A Novel Fault-tolerant Scheduling Algorithm for Precedence Constrained Tasks in Real-Time Heterogeneous Systems
Xiao Qin1 Hong Jiang21 Department of Computer Science New Mexico Institute of Mining and Technology 801 Leroy Place, Socorro, New Mexico 87801 2 Department of Computer Science and Engineering
University of Nebraska-Lincoln
Lincoln, NE 68588-0115
Fault tolerance is an essential requirement for real-time systems, due to the potentially catastrophic consequences of faults. In this paper, we investigate an efficient off-line scheduling algorithm in which real-time tasks with precedence constraints can tolerate one processor's permanent failure in a heterogeneous system with fully connected network.

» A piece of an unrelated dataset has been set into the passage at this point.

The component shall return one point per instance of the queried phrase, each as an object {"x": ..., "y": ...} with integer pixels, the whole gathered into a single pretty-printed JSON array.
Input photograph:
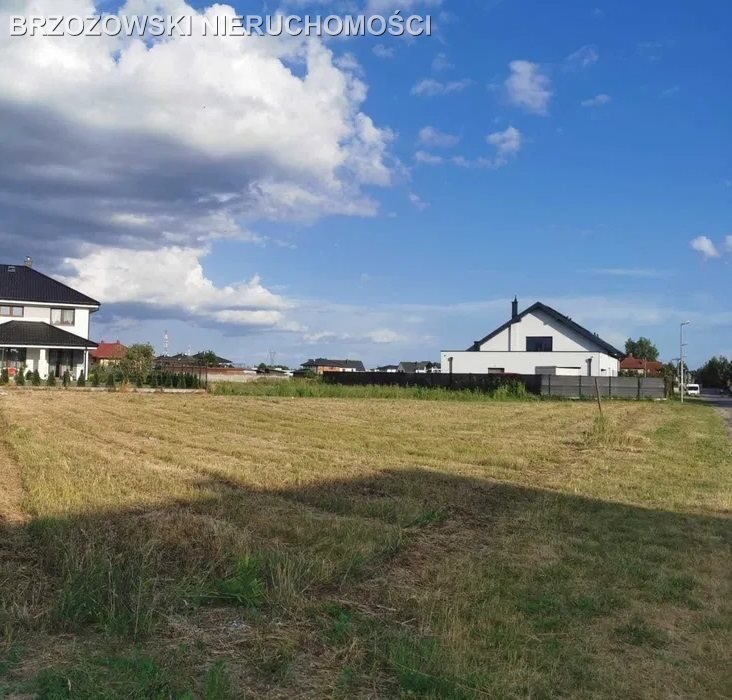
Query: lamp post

The tasks are assumed to be non-preemptable, and each task has two copies that are scheduled on different processors and mutually excluded in time. In the literature in recent years, the quality of a schedule has been previously improved by allowing a backup copy to overlap with other backup copies on the same processor. However, this approach assumes that tasks are independent of one other. To meet the needs of real-time systems where tasks have precedence constraints, a new overlapping scheme is proposed. We show that, given two tasks, the necessary conditions for their backup copies to safely overlap in time with each other are, (1) their corresponding primary copies are scheduled on two different processors, (2) they are independent tasks, and (3) the execution of their backup copies implies the failures of the processors on which their primary copies are scheduled. For tasks with precedence constraints, the new overlapping scheme allows the backup copy of a task to overlap with its successors’ primary copies, thereby further reducing schedule length. Based on a proposed reliability model, tasks are judiciously allocated to processors so as to maximize the reliability of heterogeneous systems. Additionally, times for detecting and handling of a permanent fault are incorporated into the scheduling scheme. We have performed experiments using synthetic workloads as well as a real world application. Simulation results show that compared with existing scheduling algorithms in the literature, our scheduling algorithm improves the reliability by up to 22.4% (with an average of 16.4%) and achieves an improvement in performability, a measure that combines reliability and schedulability, by up to 421.9% (with an average of 49.3%).
Parallel Computing, vol. 32, no. 5-6, pp. 331-356, June 2006.